И он слегка толкнул мальчика, который упал на диван между двух женщин. Они прижались немного, по знаку мадам, окутывая колени Огюста своими пеньюарами, подставляя ему под нос свои плечи, напудренные, с одуряющим и тепловатым ароматом, и он уже не двигался; с раскрасневшимися щеками, с сухими губами, смущаясь, искоса он разглядывал их прелести. Ванда, прекрасная еврейка, обняла его, давала добрые советы, приказывала ему слушаться своих родителей, но в то же время ее руки медленно блуждали по ребенку, а он в восторге откинулся на ее грудь.
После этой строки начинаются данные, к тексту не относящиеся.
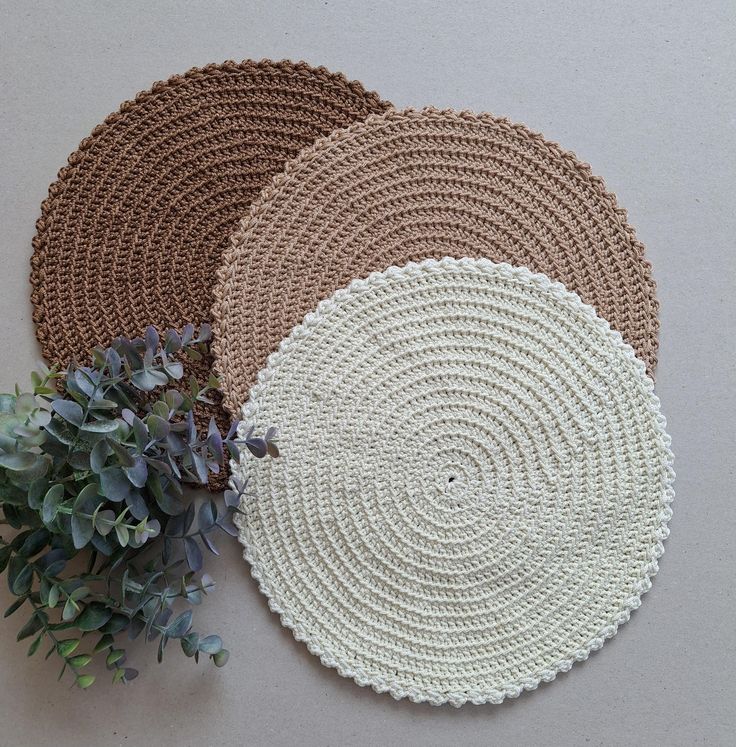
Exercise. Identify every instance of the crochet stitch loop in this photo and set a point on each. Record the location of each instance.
(416, 184)
(133, 229)
(475, 481)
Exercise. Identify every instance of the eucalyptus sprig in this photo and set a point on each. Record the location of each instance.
(93, 464)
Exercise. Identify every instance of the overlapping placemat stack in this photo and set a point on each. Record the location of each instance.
(451, 323)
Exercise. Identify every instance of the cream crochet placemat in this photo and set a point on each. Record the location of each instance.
(474, 484)
(409, 185)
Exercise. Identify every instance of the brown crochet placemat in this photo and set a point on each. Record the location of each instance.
(410, 185)
(133, 229)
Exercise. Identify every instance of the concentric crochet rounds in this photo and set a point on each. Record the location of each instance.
(133, 230)
(474, 484)
(410, 185)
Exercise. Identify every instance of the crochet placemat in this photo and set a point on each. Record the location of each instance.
(410, 185)
(474, 484)
(133, 229)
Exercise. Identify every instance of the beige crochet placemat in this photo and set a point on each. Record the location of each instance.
(474, 487)
(133, 230)
(409, 185)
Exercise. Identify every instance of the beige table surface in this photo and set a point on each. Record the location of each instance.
(645, 93)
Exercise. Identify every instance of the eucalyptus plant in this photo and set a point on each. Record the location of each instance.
(93, 467)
– Значит, ты не для себя пришел сегодня, – сказала дез Эссенту мадам Лаура. – Но где, черт возьми, взял ты этого мальчишку? – прибавила она, когда Огюст исчез, уведенный прекрасной еврейкой.
– На улице, моя милая.
– Ведь ты не пьян, – пробормотала старая дама. Затем, подумав, прибавила с материнской улыбкой: – Понимаю, скажи-ка, дерзкий, тебе ведь они нужны, молодые-то!
Дез Эссент пожал плечами.
– Не то, о! совсем не то, – сказал он, – просто я стараюсь приготовить убийцу. Следи хорошенько за моим рассуждением. Этот мальчик – девственник, но уже в таком возрасте, когда кровь кипит; он мог бы бегать за девочками своего квартала, быть честным, даже предаваясь веселью, иметь, в конце концов, свою маленькую частицу монотонного счастья, отпущенного беднякам. Напротив, приведя его сюда, в обстановку роскоши, о которой он даже не подозревал и которая поневоле запечатлится в его памяти, если я буду предоставлять ему такой клад через каждые две недели, он привыкнет к этим наслаждениям, которых его средства не позволяют ему. Допустим, что понадобится месяца три, чтобы они стали для него совершенно необходимы, и распределяя их таким образом, как я это делаю, я не рискую пресытить его. Итак, в конце третьего месяца я отменяю маленький доход, который я дам тебе вперед для этого доброго дела, и тогда он совершит кражу, лишь бы быть здесь. Он сделает сто девятнадцать глупостей для того, чтобы валяться на этом диване, под этим газом.
Идя дальше, он, надеюсь, убьет попавшегося под руку господина в то время, когда будет пытаться взломать его бюро. В моих средствах создать одним негодяем, одним врагом этого гнусного, обирающего нас общества, больше.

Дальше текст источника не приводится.